An outbreak should meet the following three criteria for quarantine to be a useful measure of disease control:

first, people likely to be incubating the infection must be efficiently and effectively identified;

second, those people must comply with the conditions of quarantine; and

third, the infectious disease in question must be transmissible in its presymptomatic or early symptomatic stages.

The use of quarantine in the Toronto outbreak failed on all three counts.

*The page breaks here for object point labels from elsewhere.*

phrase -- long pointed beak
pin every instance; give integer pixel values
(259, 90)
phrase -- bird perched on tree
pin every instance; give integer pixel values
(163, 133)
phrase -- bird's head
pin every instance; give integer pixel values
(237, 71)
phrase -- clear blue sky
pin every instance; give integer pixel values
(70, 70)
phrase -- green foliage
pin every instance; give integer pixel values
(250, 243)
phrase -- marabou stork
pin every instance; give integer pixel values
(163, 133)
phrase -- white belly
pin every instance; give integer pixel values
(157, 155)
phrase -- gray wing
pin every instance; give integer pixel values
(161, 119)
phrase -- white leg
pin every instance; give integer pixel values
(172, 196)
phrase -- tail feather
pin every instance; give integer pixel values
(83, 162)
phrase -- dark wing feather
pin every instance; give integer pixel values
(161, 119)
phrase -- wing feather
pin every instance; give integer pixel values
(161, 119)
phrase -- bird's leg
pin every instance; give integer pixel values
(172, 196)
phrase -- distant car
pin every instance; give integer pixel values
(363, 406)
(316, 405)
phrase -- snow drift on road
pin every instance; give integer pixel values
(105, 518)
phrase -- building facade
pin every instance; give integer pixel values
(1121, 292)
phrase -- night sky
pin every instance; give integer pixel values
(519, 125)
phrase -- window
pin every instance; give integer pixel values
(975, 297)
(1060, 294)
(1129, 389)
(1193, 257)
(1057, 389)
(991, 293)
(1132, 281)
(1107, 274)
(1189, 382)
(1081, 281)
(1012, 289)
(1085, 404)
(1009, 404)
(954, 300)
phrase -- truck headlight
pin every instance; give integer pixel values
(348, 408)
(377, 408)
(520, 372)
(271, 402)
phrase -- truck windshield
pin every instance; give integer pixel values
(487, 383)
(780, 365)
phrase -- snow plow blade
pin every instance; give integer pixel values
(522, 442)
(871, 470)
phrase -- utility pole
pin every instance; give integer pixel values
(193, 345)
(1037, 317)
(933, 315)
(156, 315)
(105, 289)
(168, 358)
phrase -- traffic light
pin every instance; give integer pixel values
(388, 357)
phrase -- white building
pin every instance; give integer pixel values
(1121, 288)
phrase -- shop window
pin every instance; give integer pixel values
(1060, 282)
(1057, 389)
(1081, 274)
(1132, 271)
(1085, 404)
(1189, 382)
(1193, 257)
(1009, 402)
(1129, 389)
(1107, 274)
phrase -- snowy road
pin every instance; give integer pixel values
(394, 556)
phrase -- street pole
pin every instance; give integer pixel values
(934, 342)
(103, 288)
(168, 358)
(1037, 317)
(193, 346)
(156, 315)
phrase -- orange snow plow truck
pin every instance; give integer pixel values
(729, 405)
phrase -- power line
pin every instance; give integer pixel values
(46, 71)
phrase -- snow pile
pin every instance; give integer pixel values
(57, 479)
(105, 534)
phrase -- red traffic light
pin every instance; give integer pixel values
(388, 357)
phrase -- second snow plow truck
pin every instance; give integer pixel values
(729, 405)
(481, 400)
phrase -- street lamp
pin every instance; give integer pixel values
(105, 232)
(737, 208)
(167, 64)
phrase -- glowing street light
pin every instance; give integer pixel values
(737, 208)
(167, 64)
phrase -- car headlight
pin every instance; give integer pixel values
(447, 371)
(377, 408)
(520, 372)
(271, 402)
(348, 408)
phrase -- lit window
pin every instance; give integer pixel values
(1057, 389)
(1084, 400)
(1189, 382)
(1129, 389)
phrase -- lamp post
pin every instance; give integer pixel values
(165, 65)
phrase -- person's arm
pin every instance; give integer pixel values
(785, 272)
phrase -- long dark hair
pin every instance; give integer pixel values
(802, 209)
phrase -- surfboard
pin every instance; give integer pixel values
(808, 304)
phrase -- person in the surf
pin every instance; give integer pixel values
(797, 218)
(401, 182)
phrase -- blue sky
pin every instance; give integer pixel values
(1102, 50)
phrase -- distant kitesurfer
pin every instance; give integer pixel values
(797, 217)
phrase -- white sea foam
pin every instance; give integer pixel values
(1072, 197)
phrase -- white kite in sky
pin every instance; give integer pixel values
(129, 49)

SARS quarantine in Toronto was both inefficient and ineffective. It was massive in scale. Toronto public health authorities quarantined approximately 100 people for each SARS case, while Beijing public health quarantined about 12 people for each SARS case. An analysis of the efficiency of quarantine in the Beijing outbreak conducted by the American Centers for Disease Control and Prevention concluded that quarantine could have been reduced by two-thirds (four people per SARS case), without compromising effectiveness if authorities had "focused only on persons who had contact with an actively ill SARS patient" (2).

- MD, MHS, but not an epidemiologist, who works with geriatric patients in Canada


Given that we've clearly botched step 1 and allowed COVID-19 to spiral out of control, I don't really see the point about not quarantining. Cluster containment works ONLY when you've tested early and widely to pinpoint hotspots. We missed that opportunity big time.
Anonymous
South Korea is doing this right, testing a huge % of their population which allows for affected people to quarantine and slow the spread. I for the life of me can’t understand why we do not have the capacity to do this in the US.
Anonymous
Anonymous wrote:South Korea is doing this right, testing a huge % of their population which allows for affected people to quarantine and slow the spread. I for the life of me can’t understand why we do not have the capacity to do this in the US.


Do you think it’s possible that it’s not that we don’t have the capacity, but Trump won’t LET us?